Au bord d’un chagrin inoubliable, je bois une dernière bière, à la bouteille, juste pour refaire les niveaux. Je croise un griot, une sorte de nègre albinos, au nez picoré, qui m’annonce que je suis béni entre tous les hommes. Je lui réponds que la malédiction est sur moi mais que je m’en fiche comme d’une guigne. Il baisse les yeux. Je lui fais peur. Normal. La mort, à présent, voyage sur mon épaule.
Sans plus rien voir du monde autour, je prends la rue Fort Notre Dame et je débouche sur le vieux Port.

Dans l’encoignure d’une porte cochère, avec la même fascination amoureuse depuis des années, la même minutie, je vérifie encore une fois mon arme. Ce flingue est le prolongement de mon âme. Une émanation de l’enfer. Et avant tout, c’est un cadeau de mon père. Il me l’a offert, un soir, en me disant que j’étais Milo Calenzana, l’honneur et l’aîné du clan et que désormais, la mort serait mon commerce.

Ma cible m’attend sans le savoir sur un bateau ancré ici, dans le vieux Port. Un yacht. Acajou, bronze et moleskine. Le paradis sur l’eau. Et de surcroît, une citadelle flottante. Des gardes du corps déguisés en skippers. Le flingue sous la veste blanche. J’y ai réfléchi plusieurs jours de suite. Il n’existe qu’une seule façon de s’en approcher sans éveiller l’attention.
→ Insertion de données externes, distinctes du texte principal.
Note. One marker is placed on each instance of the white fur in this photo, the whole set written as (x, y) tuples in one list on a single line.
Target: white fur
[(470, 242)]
C’est pourquoi j’attends César.
C’est le nom du semblant de ferry dans lequel grimpent les estivants désireux de passer d’un quai à l’autre en évitant de marcher. Pour un euro.
J’achète mon billet et, comme l’engin largue les amarres, je prie la madone. Je sais que je n’oublierai jamais le ronronnement des moteurs, ni cette lente inexorable marche vers mon destin. Mes sentiments se bousculent mais je sais cette histoire a commencé...
J’ai la crosse de mon colt bien en main. Mon père, où que tu sois, regardes moi.
Le César se porte à la hauteur du yacht. Je sais qu’il est là. Comme prévu. Allongé dans un transat, le ventre à l’air. Un verre dans une main. Une cigarette dans l’autre. Un petit nabab. Sans honneur. Une chiffe molle, un lâche. Qui a laissé tué notre père sans intervenir, notre père que je lui avais confié, notre père qu’il n’a même pas cherché à venger. Je suis Milo Calenzana, père, l’honneur, l’aîné du clan, et la mort est mon commerce.
Je le vois enfin. Il lève le nez et je lis la frayeur sur le visage bouffi de mon petit frère. Il ouvre grand la bouche pour crier.

C’est par là que ma balle va entrer.